Protecting Your Hearing Health During the Winter

The advent of the winter season brings with it a whole host of excitement. The colder days, longer nights, and the start of the festive season keep us going even if we think of snow as more of a nuisance than a source of joy. That being said, while many of us are aware of the dangers of a winter storm, we often neglect the toll that a long winter season can take on our hearing health. Here are some tips to help keep you hearing well throughout the colder months:

  • Protect your ears! If you live somewhere that experiences a lot of snowfall, chances are good that you own a snow blower. While these nifty machines save us the time and energy of having to shovel out our snow-covered driveways, they can wreak havoc on our hearing health. The average snow blower exceeds 100 dB of noise output, which is more than loud enough to cause permanent hearing damage. The best way to protect our ears when operating heavy machinery is to wear a set of custom-molded earplugs, protective ear covers, or a pair of foam earplugs.
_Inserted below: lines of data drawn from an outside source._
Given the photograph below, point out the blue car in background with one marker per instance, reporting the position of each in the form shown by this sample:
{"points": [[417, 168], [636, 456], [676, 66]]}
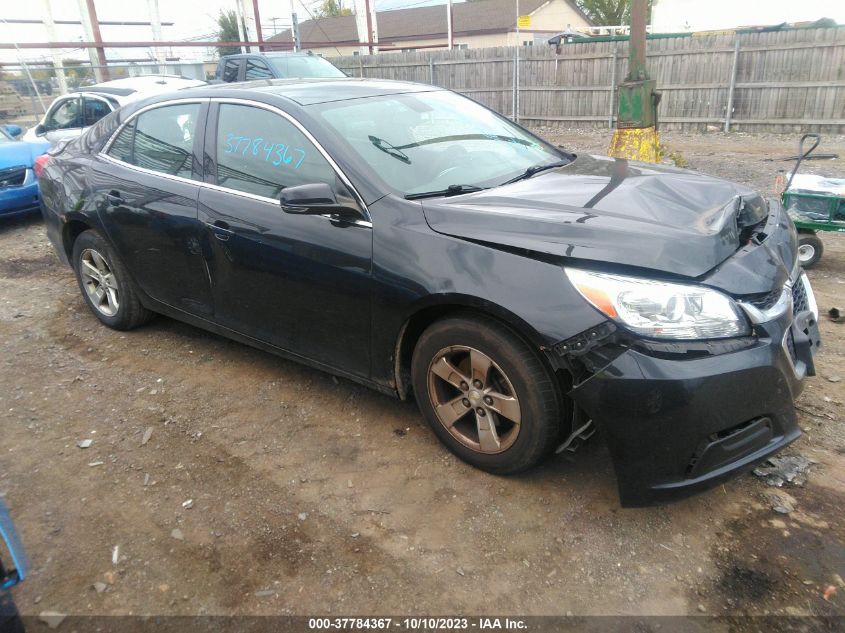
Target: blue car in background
{"points": [[18, 181], [13, 568]]}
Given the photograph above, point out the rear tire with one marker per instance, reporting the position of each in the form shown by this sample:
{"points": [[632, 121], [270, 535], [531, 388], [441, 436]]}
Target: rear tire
{"points": [[105, 283], [457, 362], [810, 249]]}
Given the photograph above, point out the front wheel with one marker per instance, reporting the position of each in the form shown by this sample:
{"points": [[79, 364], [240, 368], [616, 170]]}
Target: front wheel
{"points": [[810, 249], [486, 394]]}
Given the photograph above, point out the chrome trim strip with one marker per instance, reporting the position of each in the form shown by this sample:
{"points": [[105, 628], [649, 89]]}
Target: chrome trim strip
{"points": [[338, 171]]}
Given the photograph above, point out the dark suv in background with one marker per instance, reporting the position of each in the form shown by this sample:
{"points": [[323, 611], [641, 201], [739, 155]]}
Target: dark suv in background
{"points": [[286, 65]]}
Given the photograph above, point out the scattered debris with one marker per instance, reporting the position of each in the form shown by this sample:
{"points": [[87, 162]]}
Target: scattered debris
{"points": [[52, 618], [780, 502], [792, 470]]}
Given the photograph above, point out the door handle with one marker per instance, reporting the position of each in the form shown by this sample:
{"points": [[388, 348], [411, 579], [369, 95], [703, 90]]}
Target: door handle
{"points": [[114, 198], [221, 230]]}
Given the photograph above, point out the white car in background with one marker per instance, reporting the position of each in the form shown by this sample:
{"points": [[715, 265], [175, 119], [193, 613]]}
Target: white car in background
{"points": [[71, 114]]}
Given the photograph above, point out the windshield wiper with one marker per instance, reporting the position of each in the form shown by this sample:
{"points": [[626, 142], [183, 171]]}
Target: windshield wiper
{"points": [[536, 169], [390, 150], [451, 190]]}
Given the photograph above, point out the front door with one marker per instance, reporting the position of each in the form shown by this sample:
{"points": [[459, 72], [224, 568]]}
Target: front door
{"points": [[298, 282]]}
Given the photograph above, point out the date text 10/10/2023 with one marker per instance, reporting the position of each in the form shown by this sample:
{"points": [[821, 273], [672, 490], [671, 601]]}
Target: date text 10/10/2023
{"points": [[282, 154]]}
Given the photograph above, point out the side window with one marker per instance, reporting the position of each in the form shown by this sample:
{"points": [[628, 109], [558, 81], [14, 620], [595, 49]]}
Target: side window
{"points": [[93, 110], [230, 70], [161, 140], [121, 147], [65, 115], [260, 152], [256, 69]]}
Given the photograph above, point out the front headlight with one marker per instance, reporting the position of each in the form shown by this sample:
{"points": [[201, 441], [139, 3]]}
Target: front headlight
{"points": [[658, 309]]}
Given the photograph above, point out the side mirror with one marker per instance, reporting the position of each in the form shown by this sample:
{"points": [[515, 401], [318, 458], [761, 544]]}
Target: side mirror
{"points": [[313, 199]]}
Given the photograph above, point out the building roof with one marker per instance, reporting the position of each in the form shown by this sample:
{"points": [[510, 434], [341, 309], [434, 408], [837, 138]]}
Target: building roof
{"points": [[469, 18]]}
If you use hearing aids, it might be best to leave them inside while plowing your driveway, so that they aren’t exposed to any unnecessary moisture as you work.
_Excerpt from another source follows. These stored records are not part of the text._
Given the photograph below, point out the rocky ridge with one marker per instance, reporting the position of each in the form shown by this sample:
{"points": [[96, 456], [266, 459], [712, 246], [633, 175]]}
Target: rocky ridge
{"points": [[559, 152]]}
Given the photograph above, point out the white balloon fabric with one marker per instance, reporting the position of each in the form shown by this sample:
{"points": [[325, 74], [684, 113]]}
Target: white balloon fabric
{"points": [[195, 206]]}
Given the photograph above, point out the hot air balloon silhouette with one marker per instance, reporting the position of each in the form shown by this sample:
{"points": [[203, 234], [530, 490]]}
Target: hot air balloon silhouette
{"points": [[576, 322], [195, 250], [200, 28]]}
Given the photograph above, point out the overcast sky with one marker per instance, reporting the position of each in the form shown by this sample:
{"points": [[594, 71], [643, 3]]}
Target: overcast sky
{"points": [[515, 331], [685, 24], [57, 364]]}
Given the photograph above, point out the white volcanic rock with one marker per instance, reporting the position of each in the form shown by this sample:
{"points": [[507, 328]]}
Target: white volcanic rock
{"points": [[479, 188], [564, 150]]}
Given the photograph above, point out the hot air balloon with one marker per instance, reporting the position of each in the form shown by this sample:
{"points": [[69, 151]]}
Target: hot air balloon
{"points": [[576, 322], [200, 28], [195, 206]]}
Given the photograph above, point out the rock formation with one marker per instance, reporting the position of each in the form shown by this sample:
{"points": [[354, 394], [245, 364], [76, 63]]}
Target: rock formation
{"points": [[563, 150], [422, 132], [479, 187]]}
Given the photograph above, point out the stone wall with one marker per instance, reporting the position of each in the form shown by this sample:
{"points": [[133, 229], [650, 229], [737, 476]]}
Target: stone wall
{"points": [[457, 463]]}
  • Avoid slips and falls. The cold of the winter season often brings plenty of snow and ice. Even if you’re young and agile, a slip on black ice can cause some serious injury. Unfortunately, people with hearing loss are significantly more likely to experience trips and falls than people without hearing loss. Although researchers haven’t fully determined why this is so, it is possible that vestibular and balance systems in the ear might be negatively impacted by hearing loss. Thus, it is particularly important that people with hearing loss take extra caution in icy spots to avoid unwanted slips and dangerous falls.
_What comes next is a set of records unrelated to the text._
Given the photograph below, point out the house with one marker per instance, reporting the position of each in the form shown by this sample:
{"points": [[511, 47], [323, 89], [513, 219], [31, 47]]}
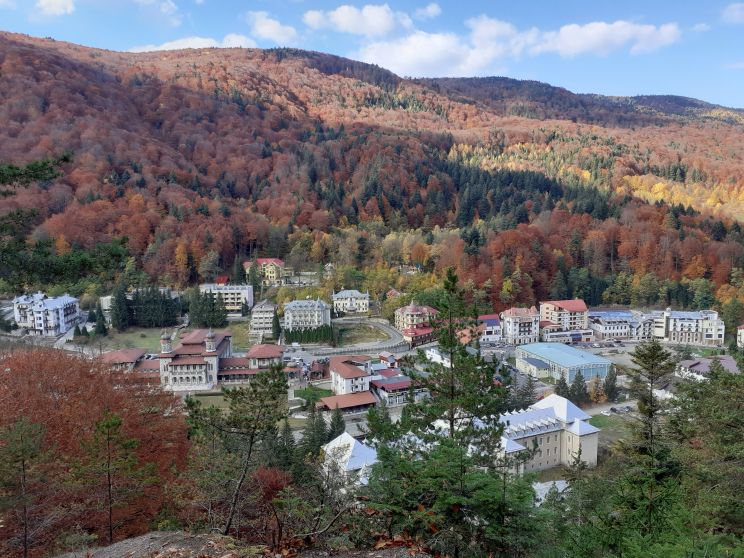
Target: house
{"points": [[702, 327], [554, 360], [350, 301], [699, 369], [272, 271], [350, 403], [262, 319], [414, 322], [265, 356], [349, 457], [565, 321], [520, 325], [350, 374], [41, 315], [490, 328], [620, 324], [306, 314], [556, 428], [234, 296]]}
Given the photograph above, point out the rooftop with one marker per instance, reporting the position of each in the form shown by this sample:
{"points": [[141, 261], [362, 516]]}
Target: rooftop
{"points": [[565, 355]]}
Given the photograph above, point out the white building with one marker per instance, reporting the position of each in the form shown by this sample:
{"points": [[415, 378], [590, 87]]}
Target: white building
{"points": [[262, 319], [349, 457], [557, 427], [702, 327], [621, 324], [565, 321], [234, 296], [520, 325], [351, 301], [306, 314], [41, 315]]}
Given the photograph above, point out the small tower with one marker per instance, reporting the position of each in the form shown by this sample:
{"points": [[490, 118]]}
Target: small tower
{"points": [[209, 342], [165, 343]]}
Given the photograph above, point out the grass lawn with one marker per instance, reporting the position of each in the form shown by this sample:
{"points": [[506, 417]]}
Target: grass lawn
{"points": [[360, 333], [612, 428]]}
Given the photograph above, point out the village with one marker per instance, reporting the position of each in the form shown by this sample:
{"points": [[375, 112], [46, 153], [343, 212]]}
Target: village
{"points": [[533, 348]]}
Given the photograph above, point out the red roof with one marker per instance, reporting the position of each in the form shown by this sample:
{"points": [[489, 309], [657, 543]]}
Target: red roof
{"points": [[267, 350], [123, 356], [575, 305], [347, 401], [344, 367]]}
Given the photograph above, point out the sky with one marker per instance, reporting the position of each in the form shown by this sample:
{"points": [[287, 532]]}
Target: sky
{"points": [[691, 48]]}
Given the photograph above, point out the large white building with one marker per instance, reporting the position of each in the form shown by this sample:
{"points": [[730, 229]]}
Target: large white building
{"points": [[565, 321], [702, 327], [557, 427], [41, 315], [306, 314], [351, 301], [620, 324], [520, 325], [262, 319], [234, 296]]}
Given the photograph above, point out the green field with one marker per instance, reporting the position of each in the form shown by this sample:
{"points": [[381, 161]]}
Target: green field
{"points": [[354, 334]]}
  • Be wary of ear infections. It turns out that both children and adults are at a much higher risk of ear infection during the cold winter months. Due to the cold weather, less blood circulates within the ears, which, when combined with a greater risk of irritation and trapped moisture, creates the perfect conditions for an ear infection. Although ear infections can usually be treated by antibiotics, it’s best to avoid them altogether. We can reduce our risk of wintertime ear infections by keeping our ears warm and dry while outside and by maintaining a healthy diet and regular exercise to improve our blood circulation.
  • Keep your ears warm. While many of us are aware of the dangers of frostbite and hypothermia, most people don’t realize that repeated exposure to excessive cold can cause a condition known as ‘surfer’s ear’ or exostosis. People who are repeatedly exposed to cold and wet conditions can experience a bony growth on the bone surrounding the ear canal. As a result of this bony protrusion, the ear canal can become blocked, which further increases the risk of ear infection as fluids can easily become trapped in the canal. Skiers, snowmobilers, and winter adventurers are at risk of the condition, which can be surgically corrected but is best avoided by keeping one’ ears warm and dry.

At the end of the day, the cold conditions typical of wintertime can cause some serious damage to our hearing health. Keeping our ears warm, dry, and protected from excessive noise are just some of the initial precautions we can take to maintain our hearing throughout the winter months.